Yenikapı Ruhu dedikleri:

“Toplumsal hayatta hiç kimse birbirinden ayrı değil, her kes düşünsel ve inançsal olarak devlet önünde eşittir.” Söylemini yok ediyor. Eski dönemlerin o kahreden yanlışı genç kuşakların önüne aşılmaz bir manivela olarak konuyor.

Bu bir tehlike işaretidir!

Devlet kurumlarının kadrolarına kendi bakış açılarından olanların istihdamı yani kadrolaştırılmasıdır. Ya geriye kalan?

Geriye kalan da hakları yenilmiş, emekleri zayi edilmiş ve gönülleri paramparça edilmiş gençlerdir.

Hazreti Ömer Adaletini her söylemlerinde temcit pilavı gibi ısıtıp kitlere sunanlar hakları gasp edilenlerin vebalinin sorumlularıdır.

Konunun ana hatları her yönüyle suçtur.
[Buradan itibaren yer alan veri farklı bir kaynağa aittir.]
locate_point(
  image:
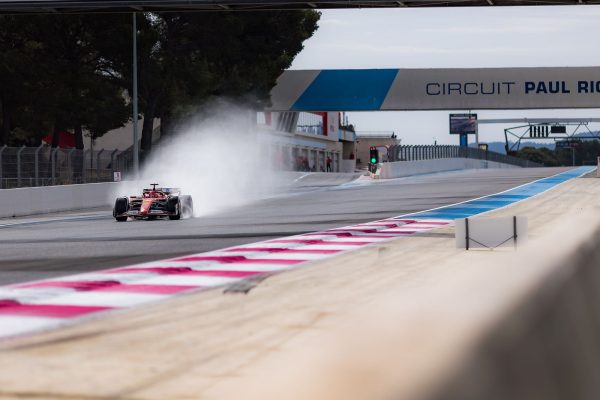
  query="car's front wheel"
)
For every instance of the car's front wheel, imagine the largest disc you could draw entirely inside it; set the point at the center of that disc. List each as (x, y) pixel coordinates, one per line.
(121, 207)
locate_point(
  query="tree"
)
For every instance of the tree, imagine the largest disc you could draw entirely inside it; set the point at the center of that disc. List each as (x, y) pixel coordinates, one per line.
(187, 58)
(55, 78)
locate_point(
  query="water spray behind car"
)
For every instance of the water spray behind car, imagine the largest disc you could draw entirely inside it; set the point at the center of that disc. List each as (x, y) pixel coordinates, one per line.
(218, 158)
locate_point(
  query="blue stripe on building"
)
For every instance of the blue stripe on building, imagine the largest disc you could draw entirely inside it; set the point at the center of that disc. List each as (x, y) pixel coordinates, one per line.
(348, 90)
(493, 202)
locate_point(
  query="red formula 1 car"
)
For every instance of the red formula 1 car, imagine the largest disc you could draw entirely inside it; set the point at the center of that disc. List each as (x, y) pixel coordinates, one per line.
(154, 203)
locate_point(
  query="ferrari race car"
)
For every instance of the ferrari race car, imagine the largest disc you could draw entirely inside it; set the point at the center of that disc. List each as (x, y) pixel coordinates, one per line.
(154, 203)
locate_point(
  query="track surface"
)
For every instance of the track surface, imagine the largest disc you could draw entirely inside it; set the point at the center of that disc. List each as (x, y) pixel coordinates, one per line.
(55, 245)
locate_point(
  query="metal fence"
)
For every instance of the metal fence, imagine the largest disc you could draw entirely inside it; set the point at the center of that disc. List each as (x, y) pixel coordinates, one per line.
(411, 153)
(45, 166)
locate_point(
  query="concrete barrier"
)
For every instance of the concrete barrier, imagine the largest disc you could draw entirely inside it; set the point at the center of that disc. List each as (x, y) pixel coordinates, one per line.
(47, 199)
(399, 169)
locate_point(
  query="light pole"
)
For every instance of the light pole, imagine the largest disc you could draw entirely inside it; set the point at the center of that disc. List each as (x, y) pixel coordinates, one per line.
(136, 150)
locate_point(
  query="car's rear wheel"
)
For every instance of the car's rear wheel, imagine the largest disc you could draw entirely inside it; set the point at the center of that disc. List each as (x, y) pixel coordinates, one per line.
(174, 208)
(187, 206)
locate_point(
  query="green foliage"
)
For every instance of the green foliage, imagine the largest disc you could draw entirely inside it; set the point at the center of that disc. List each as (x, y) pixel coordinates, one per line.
(74, 71)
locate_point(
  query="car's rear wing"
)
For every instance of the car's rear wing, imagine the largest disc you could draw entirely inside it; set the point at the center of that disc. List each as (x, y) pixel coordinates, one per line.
(164, 190)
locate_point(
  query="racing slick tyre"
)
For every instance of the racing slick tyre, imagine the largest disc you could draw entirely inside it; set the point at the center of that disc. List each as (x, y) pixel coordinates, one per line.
(174, 208)
(121, 207)
(187, 206)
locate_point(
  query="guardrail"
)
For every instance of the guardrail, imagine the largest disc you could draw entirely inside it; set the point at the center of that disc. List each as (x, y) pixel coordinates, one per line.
(46, 166)
(412, 153)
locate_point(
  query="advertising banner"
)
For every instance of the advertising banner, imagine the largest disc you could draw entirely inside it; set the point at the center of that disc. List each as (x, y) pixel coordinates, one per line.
(437, 89)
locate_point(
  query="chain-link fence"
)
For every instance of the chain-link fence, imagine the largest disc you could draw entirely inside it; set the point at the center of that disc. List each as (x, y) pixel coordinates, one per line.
(411, 153)
(44, 166)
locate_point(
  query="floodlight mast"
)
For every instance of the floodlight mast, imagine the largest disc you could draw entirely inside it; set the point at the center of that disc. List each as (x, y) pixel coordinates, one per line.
(136, 150)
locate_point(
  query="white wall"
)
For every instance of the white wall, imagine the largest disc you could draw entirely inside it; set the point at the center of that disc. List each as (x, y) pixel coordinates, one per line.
(39, 200)
(407, 168)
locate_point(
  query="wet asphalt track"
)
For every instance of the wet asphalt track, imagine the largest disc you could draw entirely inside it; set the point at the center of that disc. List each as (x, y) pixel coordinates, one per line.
(53, 245)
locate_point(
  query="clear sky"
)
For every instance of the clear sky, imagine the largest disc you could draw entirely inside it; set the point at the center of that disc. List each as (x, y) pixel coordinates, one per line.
(555, 36)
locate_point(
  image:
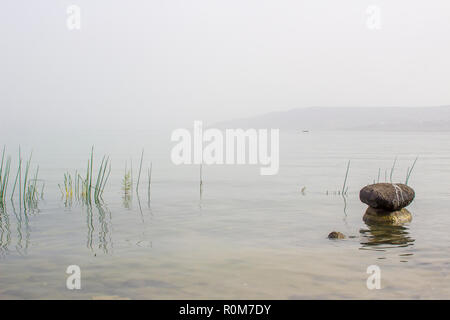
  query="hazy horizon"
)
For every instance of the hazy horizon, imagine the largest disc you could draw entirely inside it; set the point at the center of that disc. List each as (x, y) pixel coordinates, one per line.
(155, 64)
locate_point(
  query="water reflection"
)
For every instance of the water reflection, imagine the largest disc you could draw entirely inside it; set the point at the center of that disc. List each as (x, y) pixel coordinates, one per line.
(103, 222)
(7, 233)
(383, 237)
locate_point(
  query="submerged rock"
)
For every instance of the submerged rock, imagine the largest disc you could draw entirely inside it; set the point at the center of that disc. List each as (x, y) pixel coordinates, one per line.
(380, 216)
(336, 235)
(387, 196)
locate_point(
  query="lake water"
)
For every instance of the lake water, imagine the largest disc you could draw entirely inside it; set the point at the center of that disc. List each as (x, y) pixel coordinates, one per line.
(247, 237)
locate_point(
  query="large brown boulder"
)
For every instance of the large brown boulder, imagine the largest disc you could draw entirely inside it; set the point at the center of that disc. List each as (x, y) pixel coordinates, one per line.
(380, 216)
(387, 196)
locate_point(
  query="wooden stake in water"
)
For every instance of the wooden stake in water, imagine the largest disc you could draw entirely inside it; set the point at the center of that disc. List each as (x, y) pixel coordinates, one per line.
(344, 191)
(149, 182)
(201, 180)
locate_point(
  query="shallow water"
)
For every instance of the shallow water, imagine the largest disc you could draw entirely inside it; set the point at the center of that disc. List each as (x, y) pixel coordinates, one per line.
(248, 236)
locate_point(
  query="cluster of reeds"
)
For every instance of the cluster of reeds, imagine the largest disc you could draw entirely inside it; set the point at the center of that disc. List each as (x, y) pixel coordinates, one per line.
(28, 190)
(391, 174)
(127, 182)
(84, 188)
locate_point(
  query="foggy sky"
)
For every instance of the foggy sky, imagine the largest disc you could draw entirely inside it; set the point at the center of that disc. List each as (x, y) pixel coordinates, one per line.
(165, 62)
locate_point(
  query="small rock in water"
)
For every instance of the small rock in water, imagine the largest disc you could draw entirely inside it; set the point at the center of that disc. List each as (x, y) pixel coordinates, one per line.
(387, 196)
(336, 235)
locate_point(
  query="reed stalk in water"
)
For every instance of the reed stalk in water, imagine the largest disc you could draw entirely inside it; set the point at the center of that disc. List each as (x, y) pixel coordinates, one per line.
(139, 174)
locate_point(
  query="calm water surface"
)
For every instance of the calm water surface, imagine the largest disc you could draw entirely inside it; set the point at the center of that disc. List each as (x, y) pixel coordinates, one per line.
(248, 236)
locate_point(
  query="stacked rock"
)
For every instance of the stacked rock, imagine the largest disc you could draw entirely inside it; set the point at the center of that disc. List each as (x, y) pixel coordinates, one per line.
(387, 202)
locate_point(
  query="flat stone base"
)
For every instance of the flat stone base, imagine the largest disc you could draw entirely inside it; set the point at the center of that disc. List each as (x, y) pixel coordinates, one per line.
(379, 216)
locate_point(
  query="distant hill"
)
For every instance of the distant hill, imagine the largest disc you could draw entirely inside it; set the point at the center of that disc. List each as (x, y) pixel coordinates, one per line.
(350, 118)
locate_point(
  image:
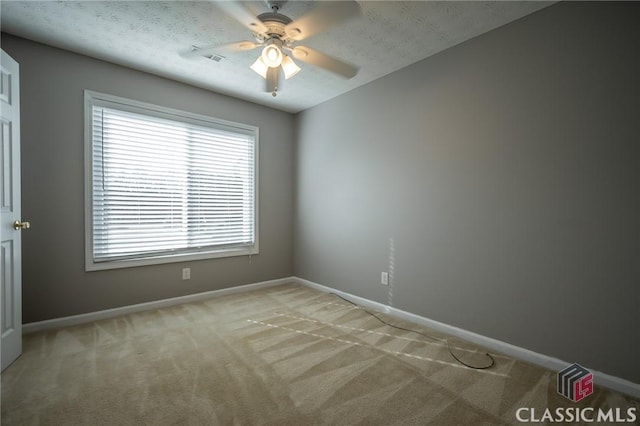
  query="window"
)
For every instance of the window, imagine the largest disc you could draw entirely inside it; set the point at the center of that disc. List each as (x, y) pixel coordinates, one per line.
(165, 185)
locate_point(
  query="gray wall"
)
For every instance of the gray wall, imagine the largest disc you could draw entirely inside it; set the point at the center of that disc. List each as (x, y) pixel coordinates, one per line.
(497, 181)
(54, 281)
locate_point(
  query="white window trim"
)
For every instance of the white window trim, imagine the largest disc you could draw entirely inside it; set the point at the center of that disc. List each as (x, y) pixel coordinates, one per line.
(92, 98)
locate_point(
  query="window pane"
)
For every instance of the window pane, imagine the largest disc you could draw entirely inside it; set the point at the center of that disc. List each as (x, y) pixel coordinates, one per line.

Ve hakkın gaspı davası açacak yurttaşların da davacı olmasını sağlayacak yasa dışı bir uygulamadır. Sadece hakkın gaspı değil aynı zamanda vatandaşı bölmek, gruplaştırmak ve görevi kötüye kullanmaktır. Bu suçu ülkemiz adaletinin terazisine götürüp de hakkını alamayanların başvuru yeri de kaçınılmaz olarak Avrupa İnsan Hakları Mahkemeleridir.

Son günlerde Yenikapı Ruhu diye milletin ruhunu laf dalaşlarında arayanlar unutmasınlar ki hakkı yenenler yaralanmış; kanatılmış ve vatandaşlık hakları ayaklar altında ezilmişlerdir. O ezilmişlerin öfkesi süreç içinde dipten dalgaların yaratır ve bir gün mutlaka önü alınmaz tsunamilere yol açar.

Bırakın halkın çocukları alın terleriyle, emekleriyle, bilgi donanımlarıyla özgürce yarışsın! Sokmayın partizanlığı pis burnunu gençlerin istikballerinin içine! Liyakatsizliğe geçit verirseniz günün birinde felç olmuş bir devlet yönetiminin işlerliği olmayan mekanizmasında yok olup gidersiniz.

 Yetişene, partizana değil; hak edene, başarana görev bayrağını teslim edin!

Yenikapı Ruhu dediğiniz ruhu hatırlayın ve ülkemizi kayıp ruhlar ülkesi olmaya sürüklemeyin.